Commonly used, cost-effective measures for resolving disputes between Illinois condominium developers and association boards may soon be declared void as against public policy. Two bills with similar language currently under consideration by the Illinois legislature will make significant changes to the Illinois Condominium Property Act ("the Act") with costly implications for developers and other construction professionals.

Proposed Changes to the Act

The Act requires a developer to record a declaration of condominium covenants and form a condominium association controlled by a board of elected unit owners. The declaration is like a constitution for the association, containing restrictions through which the developer defines the characteristics of the community. Within these declarations developers commonly include provisions requiring the board to obtain a specified number of unit owner votes before pursuing costly legal claims against the developer, and provisions mandating that such claims can only be resolved through mediation, then arbitration, not in a court of law. Both Senate Bill 2892 and House Bill 4783 would add language to the Act nullifying these types of provisions. Presently, neither bill contains any limitation preserving these provisions if they already exist in recorded condo declarations, meaning that the proposed legislation will open the door to litigation of disputes that developers and unit owners previously agreed would only be resolved through mediation or arbitration.
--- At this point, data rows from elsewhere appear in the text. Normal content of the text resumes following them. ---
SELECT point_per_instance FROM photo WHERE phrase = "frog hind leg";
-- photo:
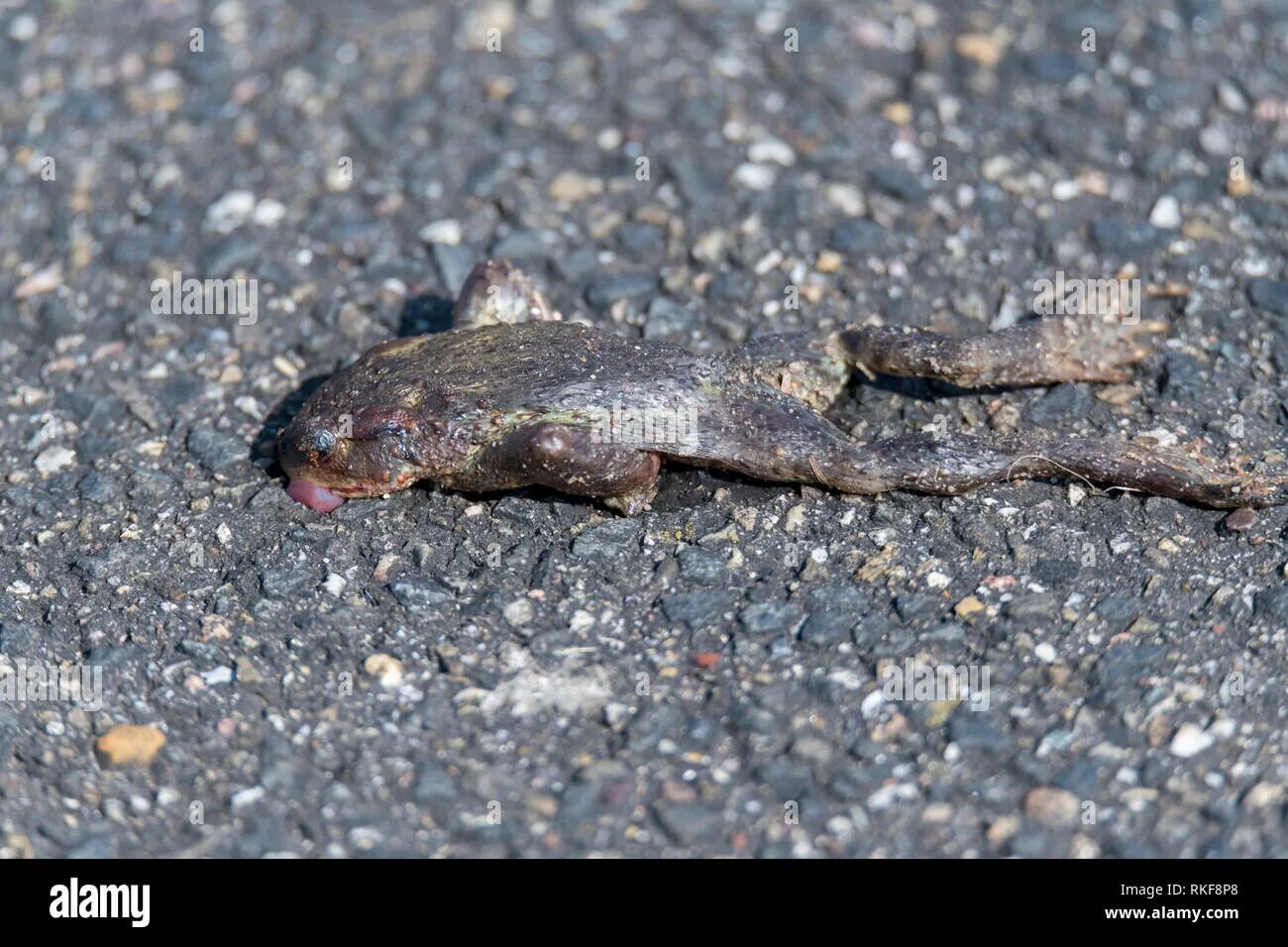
(496, 292)
(777, 438)
(568, 459)
(1046, 351)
Impact on the Construction Industry

Disputes between developers and associations commonly arise from alleged construction defects. Association boards are often advised that members have a fiduciary obligation under the Act to sue the developer for any apparent defects, large or small, or face individual liability themselves. As a consequence, many developers and construction professionals are the targets of defect claims years after a project is completed. While some claims are meritorious and deserve attention, many are not. The cost of addressing them is enormous for all involved, including the association. A requirement in the declaration that such disputes are addressed through alternative dispute resolution (ADR), and that an adequate number of unit owners must authorize the claim, mitigates these costs. Illinois and federal courts have long supported ADR, recognizing it as a speedy, informal and relatively inexpensive procedure for resolving controversies. Numerous federal and state governments, including Illinois, agree. Consequently, if passed SB2892 or HB4783 may nonetheless be invalid to the extent they violate federal law (i.e. the Federal Arbitration Act) or are irreconcilable with other state law (i.e. the Illinois Arbitration Act).

In some circumstances Illinois law allows condo associations to directly sue construction professionals (roofers, electricians, carpenters, etc.) who performed allegedly defective work. As a result, these parties are likely to be named as defendants in an association's construction defect lawsuit too. And if those construction professionals are not brought into the case directly by the association, they are likely to be sued by a developer seeking a defense or indemnification against the association's claims. Currently, with well-drafted declarations and construction contracts, developers, associations and construction professionals are able to address all of these claims through cost-effective ADR after a sufficient number of unit owners have authorized expending the funds necessary to do so. The passage of SB2892 or HB4783, however, will eliminate these measures, resulting in costly litigation for all involved.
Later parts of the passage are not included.